Es difícil transmitir la experiencia que supone para un aficionado al queso esta feria, en la que puedes degustar género procedente de toda España y Portugal. Como se puede imaginar, la mayoría de los stands son de queserías extremeñas, pero aún así la variedad es inabarcable. Por cierto, si a alguien le queda alguna duda, la respuesta es sí: se pasar un día entero comiendo única y exclusivamente queso. Pruebo quesos extremeños, portugueses, manchegos, gallegos y asturianos. Creo que lo que más me sorprende es la crema de Cabrales con aceite de oliva, pero cometo el error de no comprarla.

También se me hace muy difícil transmitir la sensación de felicidad y plenitud que siento durante estas horas. Ese agradable y raro ambiente mental que mezcla la convicción de no poder estar en mejor lugar y circunstancia y, al mismo tiempo, no poder dejar de echar de menos a personas concretas o pensar en cuánto disfrutarían algunos de mis amigos en esta Feria, en un fin de semana como éste. Todo es positivo. El teléfono se encarga de seguir dándome alegrías.

Después de un breve descanso, empezamos la ronda por los stands para comprar los quesos que más nos han gustado. En total, son ocho las variedades que elegimos, varios de ellos galardonados con el primer premio que otorga la Feria. Son quesos de vaca, de oveja y de cabra y, en su mayoría, de procedencia extremeña y portuguesa, aunque no puedo evitar comprar una cuña de Cabrales clásico.

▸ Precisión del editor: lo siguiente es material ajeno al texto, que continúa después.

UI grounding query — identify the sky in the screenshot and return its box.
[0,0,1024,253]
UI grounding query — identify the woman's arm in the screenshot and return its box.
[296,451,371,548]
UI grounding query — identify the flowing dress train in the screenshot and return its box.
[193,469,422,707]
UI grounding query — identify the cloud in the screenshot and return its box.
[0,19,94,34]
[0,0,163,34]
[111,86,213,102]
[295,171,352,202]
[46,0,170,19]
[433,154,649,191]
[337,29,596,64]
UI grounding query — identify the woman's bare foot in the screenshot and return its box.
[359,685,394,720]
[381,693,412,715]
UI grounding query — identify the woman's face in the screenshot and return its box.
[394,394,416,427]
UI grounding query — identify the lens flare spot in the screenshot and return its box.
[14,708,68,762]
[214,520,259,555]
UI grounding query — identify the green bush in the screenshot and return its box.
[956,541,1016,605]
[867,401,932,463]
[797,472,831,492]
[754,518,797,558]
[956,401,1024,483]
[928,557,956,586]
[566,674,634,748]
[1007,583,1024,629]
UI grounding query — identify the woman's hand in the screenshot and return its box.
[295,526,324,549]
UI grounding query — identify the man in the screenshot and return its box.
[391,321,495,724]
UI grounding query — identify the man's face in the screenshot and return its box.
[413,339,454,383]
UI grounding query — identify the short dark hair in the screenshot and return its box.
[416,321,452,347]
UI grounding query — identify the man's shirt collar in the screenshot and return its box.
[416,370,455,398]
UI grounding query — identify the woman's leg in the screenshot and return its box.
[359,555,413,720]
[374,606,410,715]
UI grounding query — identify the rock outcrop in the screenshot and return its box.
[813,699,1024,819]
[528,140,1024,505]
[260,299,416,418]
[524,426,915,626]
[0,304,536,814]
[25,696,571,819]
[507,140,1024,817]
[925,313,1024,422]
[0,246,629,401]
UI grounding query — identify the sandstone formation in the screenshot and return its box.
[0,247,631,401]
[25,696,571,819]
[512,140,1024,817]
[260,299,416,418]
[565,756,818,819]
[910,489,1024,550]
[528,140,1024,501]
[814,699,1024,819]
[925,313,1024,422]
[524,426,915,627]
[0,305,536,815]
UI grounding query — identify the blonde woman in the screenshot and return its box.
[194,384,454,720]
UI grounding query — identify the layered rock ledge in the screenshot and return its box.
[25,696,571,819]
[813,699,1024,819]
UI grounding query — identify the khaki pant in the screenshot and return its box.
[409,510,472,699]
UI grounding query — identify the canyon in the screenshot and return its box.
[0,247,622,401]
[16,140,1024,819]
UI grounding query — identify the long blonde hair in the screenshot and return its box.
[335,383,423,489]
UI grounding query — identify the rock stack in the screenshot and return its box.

Cuando parece que la tarde no puede ofrecer más sorpresas, decidimos visitar el stand de una quesería que pertenece a una familia en la que Manolo y Susana tienen conocidos. Nos reciben de una manera tan cordial que parece que uno deja de estar en una feria de muestras para entrar en casas de unos viejos amigos. Nos invitan a su espléndido queso y a vino, nos regalan tickets para que sigamos consumiendo, hablamos largamente con unos y otros dando saltos entre distintos temas. Entonces conozco a don Ignacio Plaza, un jiennense de nacimiento y extremeño de adopción. Este señor se puede permitir a sus 95 años estudiar historia en la UNED. Además, es aficionado a escribir y se financia la autoedición de sus propios libros. Paso unos minutos embelesado con su conversación fluida. Se muestra interesado por lo que escribo y me dice que pueden leerse algunos de sus textos en internet. Por si fuera poco, me regala uno de sus libros de poemas, Caminando, y me lo dedica. Le doy las gracias con sinceridad varias veces y le aseguro que el sábado siguiente en la tertulia del New Classic se va a estar hablando sobre él.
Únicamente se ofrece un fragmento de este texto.